Writing the biography of William Kiffen
When Joseph Ivimey (1773–1834), the nineteenth-century Baptist historian, published the life of William Kiffen (1616-1701) in 1833, he did so in the conviction that the seventeenth-century Baptist leader was “one of the most extraordinary persons whom the [Calvinistic Baptist] denomination has produced, both as to the consistency and correctness of his principles and the eminence of his worldly and religious character.” Ivimey especially hoped that his account of Kiffen’s life and ministry would spur his younger Baptist contemporaries to take Kiffen as “a pattern of piety and integrity.”[1]
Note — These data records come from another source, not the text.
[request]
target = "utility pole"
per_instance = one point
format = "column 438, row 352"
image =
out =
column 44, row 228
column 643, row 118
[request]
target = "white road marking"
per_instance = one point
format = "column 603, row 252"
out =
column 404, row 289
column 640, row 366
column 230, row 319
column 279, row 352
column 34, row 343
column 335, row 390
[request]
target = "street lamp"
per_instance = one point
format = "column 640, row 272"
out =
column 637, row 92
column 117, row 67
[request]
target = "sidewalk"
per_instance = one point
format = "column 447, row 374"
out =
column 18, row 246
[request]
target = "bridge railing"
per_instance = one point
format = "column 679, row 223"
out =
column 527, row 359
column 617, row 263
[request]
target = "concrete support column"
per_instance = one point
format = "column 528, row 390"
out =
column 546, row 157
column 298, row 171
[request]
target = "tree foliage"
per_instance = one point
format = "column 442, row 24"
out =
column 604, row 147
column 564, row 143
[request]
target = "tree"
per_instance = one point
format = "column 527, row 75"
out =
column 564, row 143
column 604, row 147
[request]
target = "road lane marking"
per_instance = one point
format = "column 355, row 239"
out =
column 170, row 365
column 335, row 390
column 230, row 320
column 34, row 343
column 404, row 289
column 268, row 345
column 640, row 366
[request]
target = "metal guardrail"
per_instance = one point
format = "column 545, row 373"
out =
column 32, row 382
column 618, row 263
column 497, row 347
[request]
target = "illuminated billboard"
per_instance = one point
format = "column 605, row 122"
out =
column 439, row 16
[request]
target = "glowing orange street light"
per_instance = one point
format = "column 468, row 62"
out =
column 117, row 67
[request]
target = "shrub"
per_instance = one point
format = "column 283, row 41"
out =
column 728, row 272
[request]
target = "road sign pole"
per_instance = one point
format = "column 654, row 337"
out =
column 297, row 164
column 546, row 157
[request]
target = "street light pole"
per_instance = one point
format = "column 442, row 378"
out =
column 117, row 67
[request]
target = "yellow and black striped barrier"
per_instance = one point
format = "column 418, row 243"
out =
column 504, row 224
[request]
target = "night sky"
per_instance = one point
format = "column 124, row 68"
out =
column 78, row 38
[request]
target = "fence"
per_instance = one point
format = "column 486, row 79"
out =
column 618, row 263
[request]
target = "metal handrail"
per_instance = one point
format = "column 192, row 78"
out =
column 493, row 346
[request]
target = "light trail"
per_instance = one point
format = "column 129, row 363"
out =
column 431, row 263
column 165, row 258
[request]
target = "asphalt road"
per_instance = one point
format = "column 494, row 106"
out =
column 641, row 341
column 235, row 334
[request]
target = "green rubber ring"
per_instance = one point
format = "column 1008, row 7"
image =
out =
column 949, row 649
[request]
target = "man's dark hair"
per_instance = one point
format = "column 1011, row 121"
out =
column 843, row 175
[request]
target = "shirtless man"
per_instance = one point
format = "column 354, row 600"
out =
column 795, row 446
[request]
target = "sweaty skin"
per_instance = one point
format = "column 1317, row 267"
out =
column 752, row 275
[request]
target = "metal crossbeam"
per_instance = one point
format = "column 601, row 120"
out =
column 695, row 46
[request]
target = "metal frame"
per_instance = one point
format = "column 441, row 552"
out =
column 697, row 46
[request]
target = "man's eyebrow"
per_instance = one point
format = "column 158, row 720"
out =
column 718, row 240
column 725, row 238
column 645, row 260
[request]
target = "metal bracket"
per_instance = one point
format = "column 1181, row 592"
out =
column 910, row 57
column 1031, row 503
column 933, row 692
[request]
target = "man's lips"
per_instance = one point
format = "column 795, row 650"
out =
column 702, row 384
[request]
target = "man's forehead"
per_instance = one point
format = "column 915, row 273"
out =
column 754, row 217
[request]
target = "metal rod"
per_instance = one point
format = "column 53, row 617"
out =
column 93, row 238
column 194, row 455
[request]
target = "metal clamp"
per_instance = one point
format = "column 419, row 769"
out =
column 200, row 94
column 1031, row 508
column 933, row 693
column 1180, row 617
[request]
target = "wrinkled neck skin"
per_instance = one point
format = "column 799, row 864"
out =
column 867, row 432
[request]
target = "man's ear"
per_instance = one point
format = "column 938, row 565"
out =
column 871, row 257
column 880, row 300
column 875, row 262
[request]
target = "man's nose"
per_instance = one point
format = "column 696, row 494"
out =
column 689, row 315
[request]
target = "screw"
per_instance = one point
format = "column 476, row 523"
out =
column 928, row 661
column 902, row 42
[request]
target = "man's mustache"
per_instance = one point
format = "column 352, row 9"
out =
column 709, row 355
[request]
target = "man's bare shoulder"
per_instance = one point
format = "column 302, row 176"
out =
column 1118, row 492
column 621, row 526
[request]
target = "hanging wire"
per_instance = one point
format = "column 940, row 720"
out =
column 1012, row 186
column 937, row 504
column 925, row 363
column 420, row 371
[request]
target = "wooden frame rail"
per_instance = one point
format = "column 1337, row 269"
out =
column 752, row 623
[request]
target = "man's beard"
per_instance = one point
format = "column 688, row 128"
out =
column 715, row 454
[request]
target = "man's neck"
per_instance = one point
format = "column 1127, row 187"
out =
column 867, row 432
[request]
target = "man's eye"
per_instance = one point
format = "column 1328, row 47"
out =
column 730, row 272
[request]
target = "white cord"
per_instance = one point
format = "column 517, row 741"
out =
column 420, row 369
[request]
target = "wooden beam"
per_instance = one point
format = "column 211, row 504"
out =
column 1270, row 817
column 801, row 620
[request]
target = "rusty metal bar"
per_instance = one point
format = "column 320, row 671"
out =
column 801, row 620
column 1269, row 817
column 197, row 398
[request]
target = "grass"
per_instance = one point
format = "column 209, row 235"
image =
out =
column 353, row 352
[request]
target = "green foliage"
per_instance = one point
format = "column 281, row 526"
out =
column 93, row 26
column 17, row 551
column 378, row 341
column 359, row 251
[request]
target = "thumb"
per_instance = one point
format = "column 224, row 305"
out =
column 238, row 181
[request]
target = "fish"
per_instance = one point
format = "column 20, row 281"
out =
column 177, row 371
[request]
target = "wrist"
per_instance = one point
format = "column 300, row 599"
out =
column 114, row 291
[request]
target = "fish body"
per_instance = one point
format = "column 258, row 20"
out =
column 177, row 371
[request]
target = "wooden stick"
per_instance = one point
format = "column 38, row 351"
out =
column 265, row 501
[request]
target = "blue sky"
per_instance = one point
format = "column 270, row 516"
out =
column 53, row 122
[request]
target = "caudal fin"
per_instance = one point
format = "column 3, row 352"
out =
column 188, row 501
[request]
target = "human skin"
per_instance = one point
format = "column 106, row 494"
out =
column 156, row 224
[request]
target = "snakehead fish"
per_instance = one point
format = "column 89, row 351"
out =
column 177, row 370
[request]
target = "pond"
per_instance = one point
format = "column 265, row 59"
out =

To what degree this hope was realized cannot be pursued here. But, in the nearly two centuries between Ivimey’s day and the present, Kiffen’s remarkable life has been known mostly by scholars studying the origins and rise of the Baptists in seventeenth-century England.
And we still do not have a critical biography of Kiffen. We have the resources unearthed by the leading Kiffen expert in the world, namely, Prof Larry Kreitzer of Oxford in the form of a fabulous series of studies of texts relating to Kiffen (the cover of volume 1 cited above).
But someone needs to be weld all of this together into a standard, definitive biography.
[1] The Life of Mr. William Kiffin (London, 1833), xi, ii. This work is an annotated and edited version of Kiffen’s autobiography. For the spelling of Kiffen’s name, I am following the leading authority on the life and ministry of Kiffin, Dr. Larry Kreitzer of Regent’s Park College, Oxford University.